Beyond that though it doesn't really matter that much how much further it goes really. PS4 and XB1 already have almost 100 million shipped already and nothing is going to stop them from shipping 160-180 million, factor in Steam/PC on top of that, that's over 200 million users, third parties are obviously going to have no choice but to focus on this base of players before the Switch base. It's just how it's going to be.
Switch will get 3DS type support which is OK, but that's unlikely to change much regardless of if the system sells 40-50 million or even 70-90 million IMO. It'll be mostly the same types of games.

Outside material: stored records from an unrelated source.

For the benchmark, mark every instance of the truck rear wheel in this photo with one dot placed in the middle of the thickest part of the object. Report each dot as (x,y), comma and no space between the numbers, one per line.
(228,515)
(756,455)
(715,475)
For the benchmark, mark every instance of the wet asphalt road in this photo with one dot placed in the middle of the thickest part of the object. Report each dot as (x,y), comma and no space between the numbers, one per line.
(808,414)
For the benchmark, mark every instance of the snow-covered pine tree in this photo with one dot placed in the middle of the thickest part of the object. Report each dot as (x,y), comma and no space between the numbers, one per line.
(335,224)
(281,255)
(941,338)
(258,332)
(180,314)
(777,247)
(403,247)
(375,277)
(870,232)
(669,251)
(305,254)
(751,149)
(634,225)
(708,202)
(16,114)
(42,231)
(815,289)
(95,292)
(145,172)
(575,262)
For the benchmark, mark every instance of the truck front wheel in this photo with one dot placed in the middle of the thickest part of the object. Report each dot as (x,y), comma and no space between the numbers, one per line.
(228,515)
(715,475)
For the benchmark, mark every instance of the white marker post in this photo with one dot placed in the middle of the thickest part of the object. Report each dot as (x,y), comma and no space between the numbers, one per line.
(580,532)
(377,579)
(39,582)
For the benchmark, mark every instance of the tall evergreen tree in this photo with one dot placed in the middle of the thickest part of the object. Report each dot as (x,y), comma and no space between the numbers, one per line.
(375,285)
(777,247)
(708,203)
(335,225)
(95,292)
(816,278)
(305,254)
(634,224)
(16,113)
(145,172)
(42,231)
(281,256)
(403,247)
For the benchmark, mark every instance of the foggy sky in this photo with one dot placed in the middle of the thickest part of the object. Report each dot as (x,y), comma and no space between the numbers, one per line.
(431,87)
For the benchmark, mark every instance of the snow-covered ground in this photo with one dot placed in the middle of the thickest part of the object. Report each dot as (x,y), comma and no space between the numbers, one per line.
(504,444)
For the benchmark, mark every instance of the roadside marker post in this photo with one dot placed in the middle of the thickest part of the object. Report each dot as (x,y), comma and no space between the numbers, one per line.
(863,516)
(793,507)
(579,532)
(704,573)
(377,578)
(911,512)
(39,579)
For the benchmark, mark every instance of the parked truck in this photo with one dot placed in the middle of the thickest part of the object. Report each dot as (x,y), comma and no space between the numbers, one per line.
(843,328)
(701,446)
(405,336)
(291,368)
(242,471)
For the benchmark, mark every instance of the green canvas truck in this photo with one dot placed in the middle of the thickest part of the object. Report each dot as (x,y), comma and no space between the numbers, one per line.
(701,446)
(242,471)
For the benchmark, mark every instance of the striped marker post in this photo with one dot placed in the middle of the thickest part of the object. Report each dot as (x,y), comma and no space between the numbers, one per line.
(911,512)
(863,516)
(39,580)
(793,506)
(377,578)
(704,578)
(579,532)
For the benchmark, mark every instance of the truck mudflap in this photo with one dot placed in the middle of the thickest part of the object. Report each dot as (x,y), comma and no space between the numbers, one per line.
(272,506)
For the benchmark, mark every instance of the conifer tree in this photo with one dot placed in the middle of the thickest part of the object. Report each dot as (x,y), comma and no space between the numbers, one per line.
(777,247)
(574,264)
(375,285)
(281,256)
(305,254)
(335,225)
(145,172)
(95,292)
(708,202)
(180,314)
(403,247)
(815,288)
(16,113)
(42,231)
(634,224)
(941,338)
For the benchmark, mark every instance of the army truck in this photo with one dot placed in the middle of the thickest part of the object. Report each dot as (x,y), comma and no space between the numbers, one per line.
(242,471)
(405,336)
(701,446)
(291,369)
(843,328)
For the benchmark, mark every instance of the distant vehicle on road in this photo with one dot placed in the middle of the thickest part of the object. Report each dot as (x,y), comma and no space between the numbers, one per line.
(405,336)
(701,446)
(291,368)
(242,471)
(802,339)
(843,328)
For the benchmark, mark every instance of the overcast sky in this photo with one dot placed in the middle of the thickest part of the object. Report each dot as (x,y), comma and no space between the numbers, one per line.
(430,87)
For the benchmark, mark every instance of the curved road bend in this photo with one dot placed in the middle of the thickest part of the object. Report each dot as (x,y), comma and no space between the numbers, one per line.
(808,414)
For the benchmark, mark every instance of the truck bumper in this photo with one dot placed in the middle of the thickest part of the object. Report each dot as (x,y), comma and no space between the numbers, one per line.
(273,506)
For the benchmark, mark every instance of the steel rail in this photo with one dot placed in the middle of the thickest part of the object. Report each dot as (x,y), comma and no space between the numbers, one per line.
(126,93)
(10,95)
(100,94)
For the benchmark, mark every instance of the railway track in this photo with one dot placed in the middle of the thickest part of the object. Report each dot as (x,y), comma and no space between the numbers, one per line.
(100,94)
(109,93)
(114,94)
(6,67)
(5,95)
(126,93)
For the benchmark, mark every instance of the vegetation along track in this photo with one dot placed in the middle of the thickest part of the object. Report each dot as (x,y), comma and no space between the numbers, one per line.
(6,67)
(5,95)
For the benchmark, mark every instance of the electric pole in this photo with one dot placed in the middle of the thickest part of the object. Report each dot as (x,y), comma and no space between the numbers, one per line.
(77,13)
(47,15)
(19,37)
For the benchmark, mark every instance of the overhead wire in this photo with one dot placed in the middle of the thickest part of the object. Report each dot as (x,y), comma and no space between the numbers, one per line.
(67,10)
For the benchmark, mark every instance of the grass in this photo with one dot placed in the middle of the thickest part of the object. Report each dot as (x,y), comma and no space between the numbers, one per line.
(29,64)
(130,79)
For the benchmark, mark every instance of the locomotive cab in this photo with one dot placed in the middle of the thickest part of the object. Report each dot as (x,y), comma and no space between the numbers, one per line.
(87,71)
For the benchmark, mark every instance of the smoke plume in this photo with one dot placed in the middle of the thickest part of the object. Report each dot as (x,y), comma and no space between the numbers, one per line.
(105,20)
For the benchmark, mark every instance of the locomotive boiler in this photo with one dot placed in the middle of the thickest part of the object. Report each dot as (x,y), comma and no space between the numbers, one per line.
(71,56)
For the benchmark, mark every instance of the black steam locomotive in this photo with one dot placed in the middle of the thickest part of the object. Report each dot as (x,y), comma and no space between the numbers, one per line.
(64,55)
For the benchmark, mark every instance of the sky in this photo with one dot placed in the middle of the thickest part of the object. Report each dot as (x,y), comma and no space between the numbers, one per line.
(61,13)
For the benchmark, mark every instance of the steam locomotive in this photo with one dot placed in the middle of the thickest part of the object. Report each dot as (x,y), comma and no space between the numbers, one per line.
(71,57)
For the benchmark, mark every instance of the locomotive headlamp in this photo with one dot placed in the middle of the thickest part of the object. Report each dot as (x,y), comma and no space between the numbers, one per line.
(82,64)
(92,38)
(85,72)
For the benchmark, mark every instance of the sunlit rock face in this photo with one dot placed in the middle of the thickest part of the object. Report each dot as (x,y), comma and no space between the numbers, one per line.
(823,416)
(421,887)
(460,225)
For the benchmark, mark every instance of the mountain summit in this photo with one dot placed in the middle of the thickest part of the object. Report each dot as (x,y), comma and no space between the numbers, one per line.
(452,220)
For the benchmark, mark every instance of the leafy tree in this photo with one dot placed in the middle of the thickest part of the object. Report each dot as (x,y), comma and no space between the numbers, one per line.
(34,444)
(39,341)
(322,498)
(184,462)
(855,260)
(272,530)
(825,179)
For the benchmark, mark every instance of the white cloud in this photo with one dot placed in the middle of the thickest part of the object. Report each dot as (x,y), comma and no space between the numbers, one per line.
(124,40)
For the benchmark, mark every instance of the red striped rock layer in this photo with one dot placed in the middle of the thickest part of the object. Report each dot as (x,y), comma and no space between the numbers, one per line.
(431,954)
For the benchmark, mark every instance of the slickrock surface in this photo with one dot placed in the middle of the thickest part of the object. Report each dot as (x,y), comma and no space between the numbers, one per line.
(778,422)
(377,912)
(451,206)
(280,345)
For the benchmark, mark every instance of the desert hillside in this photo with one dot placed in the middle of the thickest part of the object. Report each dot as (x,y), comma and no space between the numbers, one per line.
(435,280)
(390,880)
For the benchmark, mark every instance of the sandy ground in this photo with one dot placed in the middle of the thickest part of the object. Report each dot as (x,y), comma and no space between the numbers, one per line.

So at the end of the day I just don't see much difference here, Switch kinda has its place in the market, but its unlikely to upend the market, it's not like it's going to magically start pulling third party games away from the PS4/XB1 no matter what it does and portable centric Japanese franchises like Monster Hunter and Yokai Watch were going to be on Switch no matter what, so nothing really changes much there.
Our end user experience with Switch from a gaming perspective is not likely to be altered much by sales IMO unless something incredibly dramatic happens (bad or good).